For most people, especially foreigners demanding a “foreign lifestyle,” Korea equals to Seoul, and Seoul equals to Korea. The cosmopolitan city has all the foreign people, expat-catered bars, clubs, and restaurants, and above all, a populace that is both friendly and at times, overly envious of the Western lifestyle that we the foreigners somehow come to define. Living in Seoul makes the Westerner feel like he/she is on the top of the socio-economic food chain, even if the person in question is a mere English teacher without much status or respect back home.

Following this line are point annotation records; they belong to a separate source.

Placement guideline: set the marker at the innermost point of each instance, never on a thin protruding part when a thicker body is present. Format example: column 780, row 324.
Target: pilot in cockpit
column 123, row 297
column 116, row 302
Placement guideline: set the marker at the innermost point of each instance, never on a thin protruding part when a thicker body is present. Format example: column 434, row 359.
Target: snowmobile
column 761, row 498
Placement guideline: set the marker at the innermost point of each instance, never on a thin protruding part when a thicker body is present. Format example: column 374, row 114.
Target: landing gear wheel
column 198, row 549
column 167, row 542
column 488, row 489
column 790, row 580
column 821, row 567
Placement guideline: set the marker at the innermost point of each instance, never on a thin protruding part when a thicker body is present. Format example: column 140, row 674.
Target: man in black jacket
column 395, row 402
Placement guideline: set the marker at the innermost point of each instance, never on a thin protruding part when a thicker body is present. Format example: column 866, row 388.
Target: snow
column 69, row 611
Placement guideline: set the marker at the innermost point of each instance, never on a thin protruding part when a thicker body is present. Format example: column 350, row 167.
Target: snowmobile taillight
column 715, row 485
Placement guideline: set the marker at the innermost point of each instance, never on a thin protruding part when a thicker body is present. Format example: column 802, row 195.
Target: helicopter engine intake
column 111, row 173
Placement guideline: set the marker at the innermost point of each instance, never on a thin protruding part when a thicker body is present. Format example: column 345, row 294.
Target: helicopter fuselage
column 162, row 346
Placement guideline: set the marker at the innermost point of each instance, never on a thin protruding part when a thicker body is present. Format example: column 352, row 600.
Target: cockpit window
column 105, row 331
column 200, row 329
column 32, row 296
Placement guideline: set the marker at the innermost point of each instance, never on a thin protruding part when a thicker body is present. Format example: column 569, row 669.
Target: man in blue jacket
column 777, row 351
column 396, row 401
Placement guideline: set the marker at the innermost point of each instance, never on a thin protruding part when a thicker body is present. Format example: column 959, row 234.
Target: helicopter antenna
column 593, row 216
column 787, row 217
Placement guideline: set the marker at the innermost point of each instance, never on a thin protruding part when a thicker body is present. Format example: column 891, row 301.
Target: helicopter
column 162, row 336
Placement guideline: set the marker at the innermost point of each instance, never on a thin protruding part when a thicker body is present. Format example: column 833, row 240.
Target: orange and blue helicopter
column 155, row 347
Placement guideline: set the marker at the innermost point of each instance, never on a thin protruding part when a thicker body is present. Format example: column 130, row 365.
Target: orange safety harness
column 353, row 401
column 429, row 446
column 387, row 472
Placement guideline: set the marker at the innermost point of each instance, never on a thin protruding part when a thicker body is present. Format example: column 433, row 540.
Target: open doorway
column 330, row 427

As someone who took the time to travel to every single province in South Korea (plus one in the North), I know such attitude is definitely not prevalent in the entire country. If anything, in the parts of the country where only the well-heeled foreigners dare to venture, the local reaction to the presence of people with different beliefs (whether they are real foreigners or “foreigner-like” Seoulites) can sometimes get rather, eh, interesting. Being envious of the foreigners may not be suitable, and in the worse-case scenario, be something completely despicable and spite-worthy.
But of course, traveling for few days is one thing and living for a couple months is another. After all, in a society with convenient cross-country transportation links, high-speed, relatively uncensored Internet connections (on a side note, I do want to log on to the North Korean official news site at www.kcna.co.jp though), and rapid movements of people, the prevailing attitudes across the social spectrum cannot be THAT different.
And plus, it is a small country, with a mono-ethnic population, with relatively balanced developments and income in different regions so that people’s way of thinking should not see much regional differences. Sure, if foreign presence is rare, people may have certain negative first impressions (consistent with their inherent judgmental nature), but as time goes by and the foreigner is somehow more felt as a part of the local community, I suppose the REAL nature of the locals should come out?
So, in essence, I am arguing that the “real nature” of all citizens in all parts of the country depend not on their personal experiences (especially pertaining to direct exposure to anything foreign), but the overall impression/perception of each and every idea and object developed through a combination of common tradition built through centuries of common practices as well as the more modern media-based portrayal of the “outside world.”
In other words, said directly, in terms of socio-economic environment, every single town in South Korea is just Seoul sans a few conspicuous neon signs. When looking at the concentration of non-Koreans (minus all the Chinese immigrants) in any city, I doubt that massively-populated Seoul would be able to muster any higher percentage than any English-crazed local town with their neat set of niche foreign presence. The Real Korea, outside of its unusual primate city, seems not to be that different...
But of course, all this is just my opinion for now. And soon it will be proven (hopefully). As the first session of my English teaching draws to a close in Seoul, my next assignment will be undertaken at the town of Chuncheon about an hour and a half east of the capital. Even though it is the capital of Gangwon Province, the little town with less than half a million people has little to brag about other than a local chicken dish (with which most Koreans associate the city) and being the location where Korean dramas are shot.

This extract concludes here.